Correctness: From my understanding, the caims and the method are correct.

Clarity: The paper is clearly written.

Relation to Prior Work: It is clearly discussed regarding the differences from previous work.

Reproducibility: Yes

Additional Feedback:

Review 4

Summary and Contributions: ===AFTER AUTHOR FEEDBACK=== The author feedback addresses my comments on hyperparameters and node classification. I still stand by my original review otherwise, and believe this is a solid paper that belongs in NeurIPS This paper proposes a graph convolution method, PAN inspired by path integrals. In a PAN convolution step, each node is influenced by all paths between that node and its neighbors, weighted by the path length. When viewed as a random walk of information along the graph, this operation corresponds to a walk that maximizes entropy rather than a generic random walk, as is the case with GCN. The weight matrix associated with PAN can be used to downsample the graph based on subgraph centrality as well. Experiments show that PAN outperforms several other common graph convolution methods graph classification and regression tasks where graphs represent molecules. They also show PAN's superior performance on a new artificial dataset they created.
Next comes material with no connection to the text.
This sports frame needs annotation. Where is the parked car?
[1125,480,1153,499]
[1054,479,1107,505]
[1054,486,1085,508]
Strengths: The algorithm presented in this paper is novel and well motivated with meaningful connections to existing graph theory/network concepts. Learning from graph data with deep networks is currently a very relevant and active topic in the Neurips community. The empirical results are significant and support the the argument that path number and length are useful quantities with which to weight neighbor node contributions.

Weaknesses: This method as presented and implemented still has the limited power and expressiveness of message passing GNNs which take weighted averages over neighboring nodes.
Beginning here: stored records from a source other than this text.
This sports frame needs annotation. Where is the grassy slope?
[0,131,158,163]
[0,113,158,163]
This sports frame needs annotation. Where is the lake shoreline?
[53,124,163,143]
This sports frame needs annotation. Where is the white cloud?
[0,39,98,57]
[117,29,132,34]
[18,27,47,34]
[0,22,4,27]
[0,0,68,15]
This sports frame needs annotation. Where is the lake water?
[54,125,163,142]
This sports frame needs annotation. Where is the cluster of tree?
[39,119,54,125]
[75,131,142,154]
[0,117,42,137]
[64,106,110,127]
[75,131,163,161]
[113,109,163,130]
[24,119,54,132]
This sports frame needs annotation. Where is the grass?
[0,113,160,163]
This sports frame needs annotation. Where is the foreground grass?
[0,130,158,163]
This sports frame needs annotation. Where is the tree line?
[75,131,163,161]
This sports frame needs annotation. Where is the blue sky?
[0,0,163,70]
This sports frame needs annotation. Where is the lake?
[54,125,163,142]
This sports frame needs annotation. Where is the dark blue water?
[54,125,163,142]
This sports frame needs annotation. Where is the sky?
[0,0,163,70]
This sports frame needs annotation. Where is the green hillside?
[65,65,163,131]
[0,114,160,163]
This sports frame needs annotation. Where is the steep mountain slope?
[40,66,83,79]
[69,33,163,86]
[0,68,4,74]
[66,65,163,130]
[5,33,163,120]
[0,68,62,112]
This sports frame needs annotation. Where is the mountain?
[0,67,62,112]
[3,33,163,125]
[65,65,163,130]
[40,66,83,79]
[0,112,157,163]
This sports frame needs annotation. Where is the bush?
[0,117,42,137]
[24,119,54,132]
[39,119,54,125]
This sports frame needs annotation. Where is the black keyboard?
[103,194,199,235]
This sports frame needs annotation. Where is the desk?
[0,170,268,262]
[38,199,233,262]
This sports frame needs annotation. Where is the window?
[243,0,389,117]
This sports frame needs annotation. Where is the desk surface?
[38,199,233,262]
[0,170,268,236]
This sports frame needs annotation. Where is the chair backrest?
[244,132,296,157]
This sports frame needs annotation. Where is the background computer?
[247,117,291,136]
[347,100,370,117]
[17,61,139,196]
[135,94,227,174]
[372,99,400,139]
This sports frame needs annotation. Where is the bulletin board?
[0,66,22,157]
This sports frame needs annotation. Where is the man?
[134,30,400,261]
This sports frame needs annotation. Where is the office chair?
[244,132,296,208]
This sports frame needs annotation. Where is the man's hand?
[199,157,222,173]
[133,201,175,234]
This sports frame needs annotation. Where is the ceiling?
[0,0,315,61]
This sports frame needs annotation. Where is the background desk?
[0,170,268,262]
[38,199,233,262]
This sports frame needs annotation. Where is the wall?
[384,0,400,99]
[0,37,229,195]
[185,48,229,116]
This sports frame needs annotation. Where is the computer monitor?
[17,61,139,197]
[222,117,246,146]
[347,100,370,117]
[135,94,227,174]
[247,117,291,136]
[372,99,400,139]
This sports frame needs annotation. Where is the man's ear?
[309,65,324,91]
Correctness: The claims and method appear to be correct. The only potential issue that I noticed, is that there is no validation set for the graph classification benchmarks, and it's unclear how the hyperparameters were chosen for the different networks.
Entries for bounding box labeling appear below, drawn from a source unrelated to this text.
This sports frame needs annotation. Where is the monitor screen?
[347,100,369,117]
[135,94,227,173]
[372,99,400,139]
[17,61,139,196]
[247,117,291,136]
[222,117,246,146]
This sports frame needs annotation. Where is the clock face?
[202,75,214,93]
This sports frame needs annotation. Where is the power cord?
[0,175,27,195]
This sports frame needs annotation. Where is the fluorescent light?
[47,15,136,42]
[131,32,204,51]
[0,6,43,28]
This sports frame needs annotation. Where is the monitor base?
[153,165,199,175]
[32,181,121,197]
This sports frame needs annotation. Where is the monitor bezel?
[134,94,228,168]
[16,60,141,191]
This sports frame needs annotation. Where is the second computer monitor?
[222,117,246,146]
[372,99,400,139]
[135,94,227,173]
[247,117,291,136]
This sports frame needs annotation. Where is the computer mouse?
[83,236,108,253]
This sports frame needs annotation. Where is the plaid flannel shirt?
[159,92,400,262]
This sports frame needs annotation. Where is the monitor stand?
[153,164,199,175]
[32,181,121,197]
Clarity: The paper is clear and well written.

Relation to Prior Work: Yes, Section 4 contextualizes this paper among existing graph convolution work.

Reproducibility: No

Additional Feedback: The paper states that model hyperparameters for the graph classification task are provided in the supplementary material. I do not see them there. Please add them. All of the experiments with the exception of the proposed synthetic dataset are graph classification/regression on molecule data, but PAN should apply just as naturally to network data and node classification. Why did you choose only moceules? If PAN also performs very well at node classification on network graph data, that would be impressive. I'm also curious about using PAN with edge features, our more complex learned energy functions. Have you experimented with anything along this line?